So you need to spec a valve. Now what?
The first step is to consider a few essential elements. What’s the purpose of the valve? What features do you need to include? Will it need to be serviced over time? How do you connect it to the system, including pipes and wires? What size should it be? When it comes to valves, there’s much to learn. For every project you take on, the key is to design with valves in mind. Read on for a primer on valve fundamentals and selecting the correct valve.
Valves: What You Need to Know
Valves are everywhere! We have valves in our hearts, in our engines, and in our showers. Put simply, a valve is a device that controls the flow through a passageway. In irrigation systems, you may see check valves, air relief valves, flush valves, master valves, isolation valves, remote control valves, and more. A valve can be described by:
- Its function in the system (e.g., a master valve or isolation valve)
- The material it’s made of (e.g., brass or plastic)
- Its operation type (e.g., manual or automatic)
- Its internal mechanism (e.g., ball valve or gate valve)
Remote Control Valves
Now that you know what valves do and what they’re made of, let’s zero in on remote control valves (RCVs). These are automatic valves that control the flow of pressurized water from a mainline into a lateral line. They often correlate to zones in your design or stations in the controller. Depending on your local codes and conventions, consider an anti-siphon valve, an inline globe or angle valve, or an index valve. Inline globe valves are the most common, especially in commercial projects where backflow is already provided at the point of connection. These devices are inline with the pipe. The water enters one side of the valve and exits through the opposite side.
Linking the Hydraulics
To function properly, a remote control valve needs to be connected to the pipe and the electrical control system, then sized properly for the demands of the system. A variety of pipes exist, but the most common are polyvinyl chloride (PVC) and high-density polyethylene (HDPE or PE) pipe. The size of the valve, measured in inches or millimeters, correlates to the size of the pipe connection. PVC systems will use a slip or threaded valve connection. The most common thread type in the U.S. is National Pipe Thread (NPT). In international markets, British Standard Pipe (BSP) is often used.
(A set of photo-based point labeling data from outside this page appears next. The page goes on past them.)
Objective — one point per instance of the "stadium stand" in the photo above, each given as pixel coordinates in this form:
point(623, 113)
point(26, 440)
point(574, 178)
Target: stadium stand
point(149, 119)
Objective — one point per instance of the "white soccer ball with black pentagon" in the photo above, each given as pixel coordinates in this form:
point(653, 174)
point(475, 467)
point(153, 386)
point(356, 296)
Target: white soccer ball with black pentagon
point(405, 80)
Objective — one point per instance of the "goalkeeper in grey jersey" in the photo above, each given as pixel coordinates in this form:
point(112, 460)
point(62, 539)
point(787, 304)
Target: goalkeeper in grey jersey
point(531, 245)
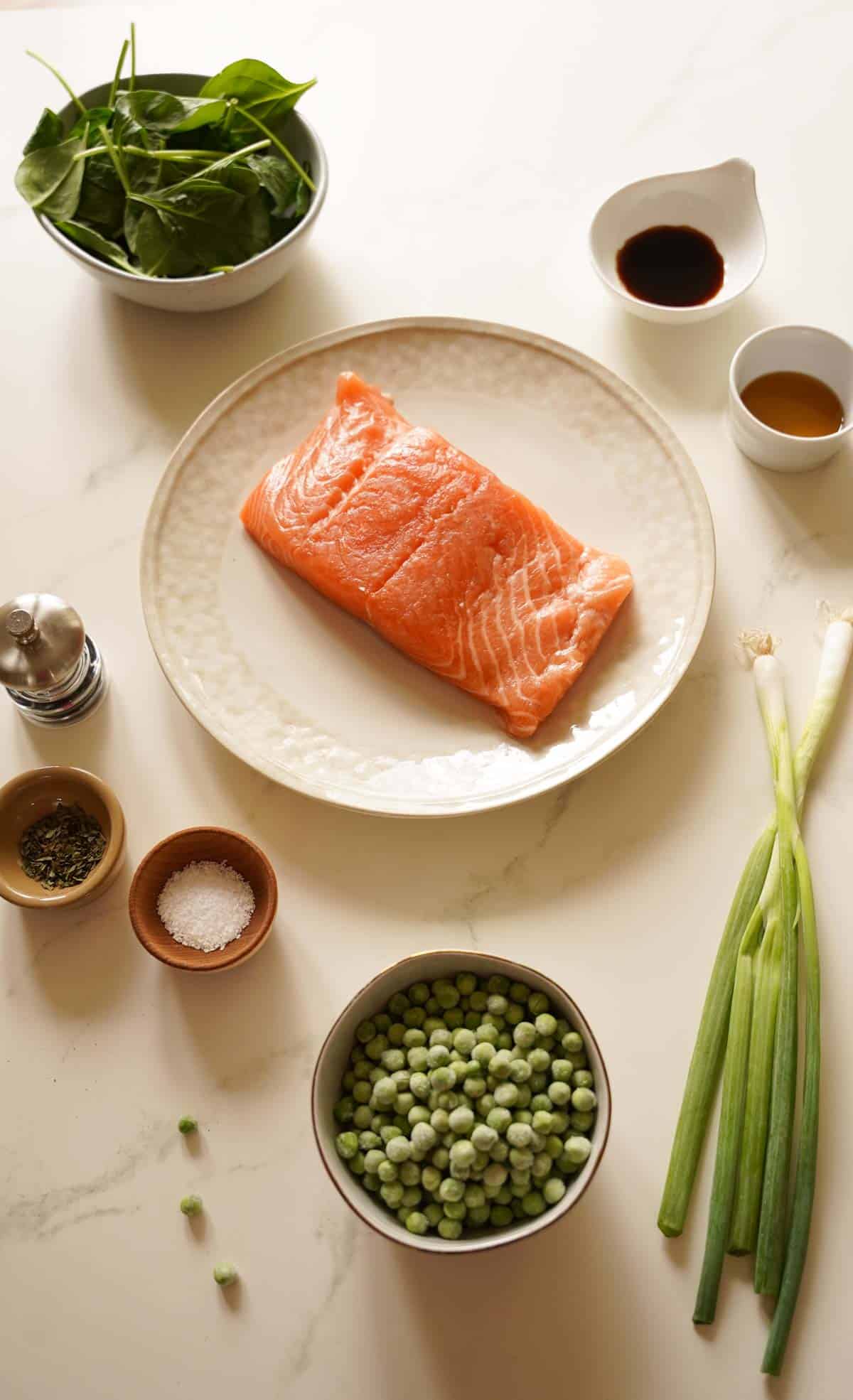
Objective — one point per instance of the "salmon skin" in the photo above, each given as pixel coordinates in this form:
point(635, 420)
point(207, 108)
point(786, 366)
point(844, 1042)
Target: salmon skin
point(447, 563)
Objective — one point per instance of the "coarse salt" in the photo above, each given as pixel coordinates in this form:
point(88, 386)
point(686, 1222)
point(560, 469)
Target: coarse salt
point(206, 905)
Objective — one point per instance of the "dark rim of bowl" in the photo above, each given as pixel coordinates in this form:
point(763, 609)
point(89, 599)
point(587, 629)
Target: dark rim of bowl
point(476, 1245)
point(317, 202)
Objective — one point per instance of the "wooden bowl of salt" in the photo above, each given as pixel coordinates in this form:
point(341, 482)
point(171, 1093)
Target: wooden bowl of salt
point(203, 899)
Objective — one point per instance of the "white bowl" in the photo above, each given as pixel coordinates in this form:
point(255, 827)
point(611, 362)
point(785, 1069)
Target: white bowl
point(332, 1060)
point(719, 200)
point(216, 290)
point(805, 350)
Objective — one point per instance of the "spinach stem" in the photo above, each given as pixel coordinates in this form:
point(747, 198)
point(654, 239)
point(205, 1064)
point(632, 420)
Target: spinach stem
point(118, 75)
point(279, 144)
point(115, 160)
point(59, 77)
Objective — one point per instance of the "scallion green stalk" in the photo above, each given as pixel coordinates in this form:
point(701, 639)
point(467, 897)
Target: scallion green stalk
point(756, 896)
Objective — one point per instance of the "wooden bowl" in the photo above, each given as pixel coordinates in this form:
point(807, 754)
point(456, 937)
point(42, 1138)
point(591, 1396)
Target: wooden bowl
point(30, 797)
point(202, 843)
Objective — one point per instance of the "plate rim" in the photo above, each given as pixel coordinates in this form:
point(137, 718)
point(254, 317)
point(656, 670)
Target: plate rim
point(381, 804)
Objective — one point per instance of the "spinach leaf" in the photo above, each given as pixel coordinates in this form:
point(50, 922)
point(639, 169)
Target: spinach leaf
point(49, 178)
point(101, 195)
point(48, 132)
point(95, 242)
point(163, 112)
point(258, 87)
point(279, 180)
point(95, 118)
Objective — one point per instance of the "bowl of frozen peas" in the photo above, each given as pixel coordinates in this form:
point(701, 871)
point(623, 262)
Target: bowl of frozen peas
point(461, 1102)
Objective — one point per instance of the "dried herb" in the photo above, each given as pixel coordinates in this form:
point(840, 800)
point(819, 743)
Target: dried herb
point(62, 847)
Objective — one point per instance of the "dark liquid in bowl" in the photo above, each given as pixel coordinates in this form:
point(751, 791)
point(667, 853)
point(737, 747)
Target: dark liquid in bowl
point(795, 404)
point(671, 265)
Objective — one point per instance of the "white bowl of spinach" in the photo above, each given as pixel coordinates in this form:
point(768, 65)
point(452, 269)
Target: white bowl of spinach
point(178, 190)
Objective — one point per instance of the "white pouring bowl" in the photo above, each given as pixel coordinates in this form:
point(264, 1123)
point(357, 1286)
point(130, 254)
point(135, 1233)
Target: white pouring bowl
point(333, 1057)
point(805, 350)
point(719, 200)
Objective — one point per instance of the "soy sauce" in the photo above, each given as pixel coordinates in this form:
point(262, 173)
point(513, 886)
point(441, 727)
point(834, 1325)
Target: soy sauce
point(671, 265)
point(795, 404)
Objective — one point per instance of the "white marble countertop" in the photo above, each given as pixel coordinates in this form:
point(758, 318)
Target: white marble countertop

It’s important to note that the two are not interchangeable. HDPE or PE systems will use a compression fitting or an adapter. Once the hydraulic side of the valve is linked, connecting the solenoid to the electrical control system is simple.
Connecting the Electrical Components
There are two basic types of solenoids: AC and DC. Use an AC solenoid when powering with 24 VAC from the controller. Use DC-latching solenoids when powering with battery- or solar-powered controllers. If you have a two-wire system, connect the solenoid to the decoder according to the manufacturer’s instructions.
Sizing the System
Sizing the valve for system demands means ensuring your valve is suited to the quality, pressure, and volume of the water supplied. If the system uses reclaimed water, opt for a valve with a more robust diaphragm and internal filters designed for this water type. If a system must withstand extremely high pressures, address this with a pressure regulator at the point of connection and a valve suited to the final operating pressure of the system. Check manufacturer specifications for the pressure rating of the specific valve. It will vary by material, manufacturer, and model. Additional pressure regulation at the valve can help provide proper pressure to the system downstream of the valve.
Valve size is based on the water volume required to supply a zone. Manufacturers provide pressure loss charts for valves based on flow rate and valve size. For proper operation of the diaphragm and components inside the valve, there must be a small amount of pressure loss, but not so much that it strains the mechanism. The desired pressure loss in an RCV ranges from 2 to 5 PSI (0.14 to 0.34 bar; 14 to 34 kPa). Valve size is never based on the size of the mainline or lateral line pipe alone. It should always be sized for the flow demands of the zone. Here’s an example: If a 2" (5 cm) mainline is supplying a 1" (2.5 cm) lateral line, but the flow demand on the 1" (2.5 cm) valve results in a 9 PSI (0.62 bar; 62 kPa) pressure loss, then upsizing the valve can reduce this loss. Conversely, if a 2" (5 cm) mainline supplying a 1" (2.5 cm) lateral is given a 2" (5 cm) valve with a 0.5 PSI (0.03 bar; 3 kPa) pressure loss, the valve is oversized and should be smaller to accommodate the zone and save on material costs.
Selecting the Valve
Irrigation design novices often think the valve is the component that decides the rest of the design. They want to know how many spray heads they can put on a valve. The truth is they’re approaching the design in the wrong order. The valve is usually the last component to be selected. You must understand the supply type and system demands before valve selection occurs. Valves are complex. Taking the time to understand the function and features of each type will help you select the proper product for your design. Be sure to consider the manufacturer’s specifications, project requirements, and zon characteristics. It also helps to know the constraints of valve operations as this will help inform the design on the front end. When you design with valves in mind, it makes selecting the right valve much easier.